Other Cluster Algorithms and Clustering Suites:
- Package ADPclust allows to cluster high dimensional data based on a two dimensional decision plot. This density-distance plot plots for each data point the local density against the shortest distance to all observations with a higher local density value. The cluster centroids of this non-iterative procedure can be selected using an interactive or automatic selection mode.
- Package amap provides alternative implementations of k-means and agglomerative hierarchical clustering.
- Package biclust provides several algorithms to find biclusters in two-dimensional data.

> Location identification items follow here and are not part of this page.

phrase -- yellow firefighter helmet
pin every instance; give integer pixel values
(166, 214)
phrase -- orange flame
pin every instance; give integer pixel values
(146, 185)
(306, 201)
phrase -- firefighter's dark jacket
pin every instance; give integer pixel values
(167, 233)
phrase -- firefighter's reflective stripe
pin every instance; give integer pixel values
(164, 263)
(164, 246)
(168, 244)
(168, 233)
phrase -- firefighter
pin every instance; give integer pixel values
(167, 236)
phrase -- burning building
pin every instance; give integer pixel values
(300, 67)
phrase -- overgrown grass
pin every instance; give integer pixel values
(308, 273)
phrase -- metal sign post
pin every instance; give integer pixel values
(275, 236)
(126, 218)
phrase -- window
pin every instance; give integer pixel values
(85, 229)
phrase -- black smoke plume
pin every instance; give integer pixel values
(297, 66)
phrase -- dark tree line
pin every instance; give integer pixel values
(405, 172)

- Package cba implements clustering techniques for business analytics like “rock” and “proximus”.
- Package clue implements ensemble methods for both hierarchical and partitioning cluster methods.
- Package CoClust implements a cluster algorithm that is based on copula functions and therefore allows to group observations according to the multivariate dependence structure of the generating process without any assumptions on the margins.

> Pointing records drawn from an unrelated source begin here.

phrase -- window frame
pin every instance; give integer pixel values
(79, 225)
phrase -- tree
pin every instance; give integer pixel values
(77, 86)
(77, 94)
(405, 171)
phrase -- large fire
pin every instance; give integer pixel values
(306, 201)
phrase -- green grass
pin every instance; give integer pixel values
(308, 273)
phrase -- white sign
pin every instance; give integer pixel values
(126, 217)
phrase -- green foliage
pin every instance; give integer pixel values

- Package compHclust provides complimentary hierarchical clustering which was especially designed for microarray data to uncover structures present in the data that arise from ‘weak’ genes.
- Package DatabionicSwarm implements a swarm system called Databionic swarm (DBS) for self-organized clustering. This method is able to adapt itself to structures of high-dimensional data such as natural clusters characterized by distance and/or density based structures in the data space.
- Package dbscan provides a fast reimplementation of the DBSCAN (density-based spatial clustering of applications with noise) algorithm using a kd-tree.
- Fuzzy clustering and bagged clustering are available in package e1071. Further and more extensive tools for fuzzy clustering are available in package fclust.
- Package FCPS provides many conventional clustering algorithms with consistent input and output, several statistical approaches for the estimation of the number of clusters as well as the mirrored density plot (MD-plot) of clusterability and offers a variety of clustering challenges any algorithm should be able to handle when facing real world data.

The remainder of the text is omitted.